One feature students love about the computer quizzes is the ability to immediately know about a mistake and the 2nd chance I give them at each problem. I was able to implement that on paper, and it’s totally Frank Noschese’s quiz idea, which despite being over six years old, is my favorite thing I’ve ever gotten off of Twitter (thank you, Frank!).
Students do the whole quiz, then take their paper to the side of the room where I’ve laid out answer keys, and check their answers against mine. This student, for instance, missed question 3.
The erasure marks on the force diagram are telling.
But then, here’s where I added my own twist — everyone goes back to their desks and takes their time to rework the problem. This student left a great note to themself:
This student note is gold: “if (@rest, constant velocity) equilibrium, all forces horizontally & vertically balanced no matter the direction force is applied.”
 Moodle then WebAssign
Wednesday, 29 March 2017
In class, we’ve been learning in the traditional ways about forces like friction and in experiential ways about ideas like torque. This blended approach deserves its own teacher-focused reflection, and that will happen, but my update today is about the two different directions the classes took in a single period.
For Physics of the Challenge Course, we have two main goals — learn about forces in a real setting and build empathy by proposing a universally accessible element to the school for future construction. I can handle the first topic. The second required an expert and last week, we were fortunate to have Ben Kopp from Signature Research visit our classes. He spoke about building Challenge Courses and designing them for those in wheelchairs.
Today, some groups needed to go back to the Challenge Course to get photos or try out an idea. I accompanied them.
The Team Wall folks needed additional photos and video for their project.

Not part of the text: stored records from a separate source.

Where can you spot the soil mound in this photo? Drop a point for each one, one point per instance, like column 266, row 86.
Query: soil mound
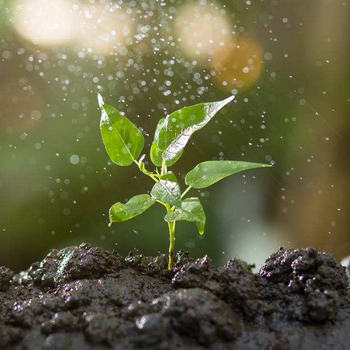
column 82, row 298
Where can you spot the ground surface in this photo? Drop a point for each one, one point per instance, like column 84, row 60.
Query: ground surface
column 82, row 298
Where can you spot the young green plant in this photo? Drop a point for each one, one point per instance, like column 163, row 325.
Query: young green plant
column 124, row 143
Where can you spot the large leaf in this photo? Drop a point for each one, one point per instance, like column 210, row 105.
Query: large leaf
column 135, row 206
column 167, row 191
column 207, row 173
column 123, row 140
column 174, row 131
column 191, row 210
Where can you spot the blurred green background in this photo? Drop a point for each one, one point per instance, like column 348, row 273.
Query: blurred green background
column 286, row 60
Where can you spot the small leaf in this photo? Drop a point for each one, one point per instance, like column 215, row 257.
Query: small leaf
column 167, row 191
column 122, row 139
column 207, row 173
column 174, row 131
column 191, row 210
column 135, row 206
column 169, row 176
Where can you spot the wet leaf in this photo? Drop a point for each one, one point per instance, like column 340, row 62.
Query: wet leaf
column 207, row 173
column 174, row 131
column 122, row 139
column 167, row 191
column 169, row 176
column 191, row 210
column 120, row 212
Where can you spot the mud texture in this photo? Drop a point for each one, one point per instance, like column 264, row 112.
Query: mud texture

Also, they wanted to see what it looks like to come down the back side of the wall so they might propose an accessible way.

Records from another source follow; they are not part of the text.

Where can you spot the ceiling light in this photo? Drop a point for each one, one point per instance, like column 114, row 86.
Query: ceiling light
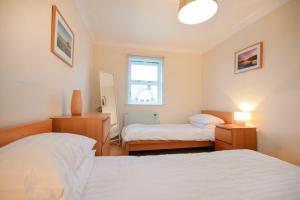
column 196, row 11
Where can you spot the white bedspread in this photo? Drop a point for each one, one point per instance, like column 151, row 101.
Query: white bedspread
column 186, row 132
column 227, row 175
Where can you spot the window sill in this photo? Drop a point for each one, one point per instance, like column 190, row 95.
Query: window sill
column 130, row 104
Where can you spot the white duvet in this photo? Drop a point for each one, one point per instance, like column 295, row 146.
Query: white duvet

Meanwhile, other groups needed time to work through their ideas. Every group will present their universally accessible challenge element, produce a video, as well as write a proposal. The groups in the classroom today used their time to make diagrams and record voiceovers.
Whale Watch is a giant see-saw that these students redesigned to be wheelchair-accessible.
Friday, 17 March 2017
This week, I’ve been involved in a leadership training course for new Discovery Leaders. These are students who will be facilitating our experiential ed program for freshmen. The leaders have been learning how our program works, how to facilitate and debrief, as well as safety regulations. It’s a great group and I’m proud to have been part of their initial training.

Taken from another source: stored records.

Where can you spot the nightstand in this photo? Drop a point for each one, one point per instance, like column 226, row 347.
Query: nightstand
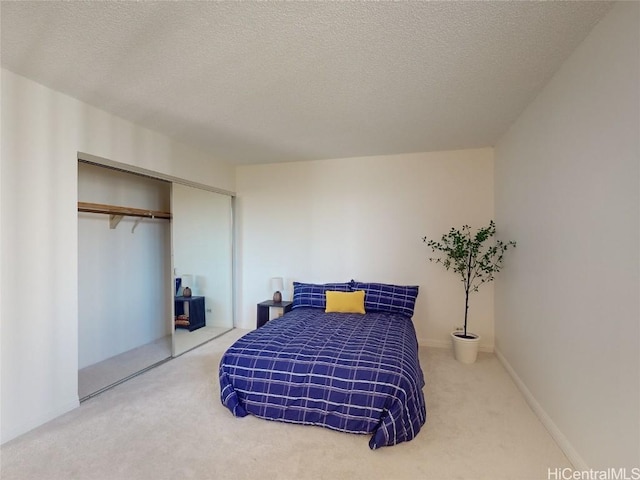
column 266, row 306
column 195, row 311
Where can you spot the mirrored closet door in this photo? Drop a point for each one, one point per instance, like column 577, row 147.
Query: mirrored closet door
column 202, row 245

These new leaders first participate in an activity then later learn how to lead it themselves.
Throughout the week, I’ve worked closely with Emily, a colleague who runs the student leadership program, as well as three experienced leaders, passing on the torch.
Our leaders will facilitate all sorts of on campus activities, from the Challenge Course above, to a trust sequence, to games like elbow tag. Along the way, the freshmen they ultimately lead, will learn to work as a team and to think of the group’s best interest.
High school offers many leadership opportunities and this is my favorite of them all. The students who opt to become Discovery Leaders are some of my favorite kids on campus.
Discovery leaders explore Lake Allatoona while on their training expedition, on March 18. This, just after we learned how to lead freshmen in assembling and eating a trail lunch.
Wednesday, 16 March 2017
Today was opening day for the school STEAM show. I contributed work from students on the following projects:
- Pinhole Photography (Physics)
- Musical Instruments (Physics)
- LED arrays (JanTerm)
- Repurposed material lamps (JanTerm)
The best pinhole photos on display at the STEAM Show were chosen for a combination of composition, exposure, and interesting subject matter.
A JanTerm lamp built inside a Care Bear (don’t worry, it’s a cool-burning LED bulb in there).